In some ways, this beautiful passage is difficult to grasp, but the truth is that we have an invitation to join with God, Jesus, the Holy Spirit, and other believers in unity and oneness.
Similar to the rowing team, it requires us to humble ourselves, surrender our selfishness, and remain in sync.
As followers of Jesus, we also understand that “He is the head of the body, the church” (Colossians 1:18), and we live “as one” as members of the body of Christ.

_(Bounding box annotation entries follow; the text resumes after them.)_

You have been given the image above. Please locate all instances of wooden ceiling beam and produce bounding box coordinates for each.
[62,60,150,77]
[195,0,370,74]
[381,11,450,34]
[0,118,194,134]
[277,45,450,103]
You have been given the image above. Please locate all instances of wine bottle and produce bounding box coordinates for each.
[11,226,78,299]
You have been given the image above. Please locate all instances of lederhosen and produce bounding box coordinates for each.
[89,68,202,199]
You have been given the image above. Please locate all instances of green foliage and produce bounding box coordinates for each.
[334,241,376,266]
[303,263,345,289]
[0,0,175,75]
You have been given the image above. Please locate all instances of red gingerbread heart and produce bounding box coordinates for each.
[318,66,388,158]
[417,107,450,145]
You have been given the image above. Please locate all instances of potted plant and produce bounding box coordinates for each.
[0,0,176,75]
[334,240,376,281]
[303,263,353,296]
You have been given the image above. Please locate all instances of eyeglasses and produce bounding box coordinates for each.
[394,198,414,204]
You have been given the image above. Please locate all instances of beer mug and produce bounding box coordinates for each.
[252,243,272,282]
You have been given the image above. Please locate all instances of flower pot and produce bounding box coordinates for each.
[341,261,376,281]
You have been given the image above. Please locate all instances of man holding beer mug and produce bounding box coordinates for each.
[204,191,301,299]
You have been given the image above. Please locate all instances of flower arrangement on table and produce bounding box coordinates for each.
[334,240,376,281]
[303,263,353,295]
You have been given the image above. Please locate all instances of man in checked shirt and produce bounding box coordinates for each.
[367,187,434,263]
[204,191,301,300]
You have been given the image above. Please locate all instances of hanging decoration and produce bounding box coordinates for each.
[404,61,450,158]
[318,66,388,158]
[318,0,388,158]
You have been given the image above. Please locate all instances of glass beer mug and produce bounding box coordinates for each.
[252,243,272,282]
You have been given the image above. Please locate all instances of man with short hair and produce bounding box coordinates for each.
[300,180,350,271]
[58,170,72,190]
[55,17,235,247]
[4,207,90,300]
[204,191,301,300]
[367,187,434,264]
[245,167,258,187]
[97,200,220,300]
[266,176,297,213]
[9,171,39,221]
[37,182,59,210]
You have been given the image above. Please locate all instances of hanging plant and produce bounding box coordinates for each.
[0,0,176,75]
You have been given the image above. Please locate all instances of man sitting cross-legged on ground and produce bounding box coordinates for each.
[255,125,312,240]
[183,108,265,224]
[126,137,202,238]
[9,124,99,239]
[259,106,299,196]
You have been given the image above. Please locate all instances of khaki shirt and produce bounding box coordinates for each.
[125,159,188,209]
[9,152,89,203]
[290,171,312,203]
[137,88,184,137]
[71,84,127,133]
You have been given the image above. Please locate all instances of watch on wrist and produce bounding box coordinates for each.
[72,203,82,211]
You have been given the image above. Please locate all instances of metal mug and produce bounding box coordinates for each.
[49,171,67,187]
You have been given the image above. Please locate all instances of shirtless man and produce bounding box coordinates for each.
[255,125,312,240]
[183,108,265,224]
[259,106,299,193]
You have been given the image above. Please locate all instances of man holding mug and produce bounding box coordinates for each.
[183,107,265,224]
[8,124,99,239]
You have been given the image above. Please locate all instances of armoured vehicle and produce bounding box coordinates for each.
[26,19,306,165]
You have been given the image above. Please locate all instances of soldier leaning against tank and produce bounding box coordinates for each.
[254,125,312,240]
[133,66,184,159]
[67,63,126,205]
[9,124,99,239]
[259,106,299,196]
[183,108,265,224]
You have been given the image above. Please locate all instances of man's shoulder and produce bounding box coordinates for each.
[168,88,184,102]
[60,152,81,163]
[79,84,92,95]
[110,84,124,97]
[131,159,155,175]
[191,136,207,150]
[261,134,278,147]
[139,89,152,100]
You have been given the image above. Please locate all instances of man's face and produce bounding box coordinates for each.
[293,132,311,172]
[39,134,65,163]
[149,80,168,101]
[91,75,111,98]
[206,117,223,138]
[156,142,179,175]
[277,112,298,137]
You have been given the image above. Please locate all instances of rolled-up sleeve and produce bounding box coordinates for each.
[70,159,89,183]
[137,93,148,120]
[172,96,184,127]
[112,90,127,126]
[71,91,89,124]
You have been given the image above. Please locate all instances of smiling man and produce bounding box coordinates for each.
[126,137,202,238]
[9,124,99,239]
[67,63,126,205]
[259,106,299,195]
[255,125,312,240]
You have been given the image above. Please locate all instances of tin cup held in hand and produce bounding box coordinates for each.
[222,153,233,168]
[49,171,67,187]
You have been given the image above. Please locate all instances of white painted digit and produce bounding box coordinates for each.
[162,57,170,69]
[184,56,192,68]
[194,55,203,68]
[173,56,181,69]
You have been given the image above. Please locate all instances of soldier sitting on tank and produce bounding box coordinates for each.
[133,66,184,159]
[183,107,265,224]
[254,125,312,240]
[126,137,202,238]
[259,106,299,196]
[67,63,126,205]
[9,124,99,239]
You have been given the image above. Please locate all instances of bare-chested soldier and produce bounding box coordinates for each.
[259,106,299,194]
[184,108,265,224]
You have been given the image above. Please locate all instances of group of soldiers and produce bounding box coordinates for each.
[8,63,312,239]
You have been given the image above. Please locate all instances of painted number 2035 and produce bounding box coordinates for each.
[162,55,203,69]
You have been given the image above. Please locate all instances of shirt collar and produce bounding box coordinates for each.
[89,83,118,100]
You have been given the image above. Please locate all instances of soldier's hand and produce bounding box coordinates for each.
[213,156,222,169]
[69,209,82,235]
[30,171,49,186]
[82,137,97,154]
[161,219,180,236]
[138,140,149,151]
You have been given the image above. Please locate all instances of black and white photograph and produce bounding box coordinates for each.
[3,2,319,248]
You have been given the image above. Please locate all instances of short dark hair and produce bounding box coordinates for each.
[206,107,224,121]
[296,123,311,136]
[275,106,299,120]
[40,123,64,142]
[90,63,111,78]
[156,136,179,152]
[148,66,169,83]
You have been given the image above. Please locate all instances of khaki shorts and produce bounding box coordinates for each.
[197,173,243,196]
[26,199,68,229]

Romans 12:4-5 (NIV) tells us, “For just as each of us has one body with many members, and these members do not all have the same function, so in Christ we, though many, form one body, and each member belongs to all the others.”
This leads us to pursue peace, unity, and teamwork with others who are in Christ, so that we can accomplish great things together with and for the Lord as we fulfill our role in the body.
Another important example of oneness found in scripture is often heard at weddings. In a healthy marriage, we see a husband and wife “rowing in the same direction,” working together as one, and no longer living as two separate individuals with two distinct lives, but rather becoming one.
Genesis 2:24 (ESV) says, “Therefore a man shall leave his father and his mother and hold fast to his wife, and they shall become one flesh.”
Today, let’s be encouraged to embrace the power of “oneness” in our own lives with Christ and His church and live out the example of The Boys In the Boat who knew, “We were never eight. We were one.”
I’m Bryce Johnson, and you can UNPACK that!
PRAYER: Heavenly Father, I’m so grateful to be in Christ, and I pray that I will understand the reality of the oneness I’ve entered into. Please help me embrace my role in the body of Christ, strengthen me to pursue unity, and empower me to drop my selfish mindsets. In Jesus’ name I pray, Amen.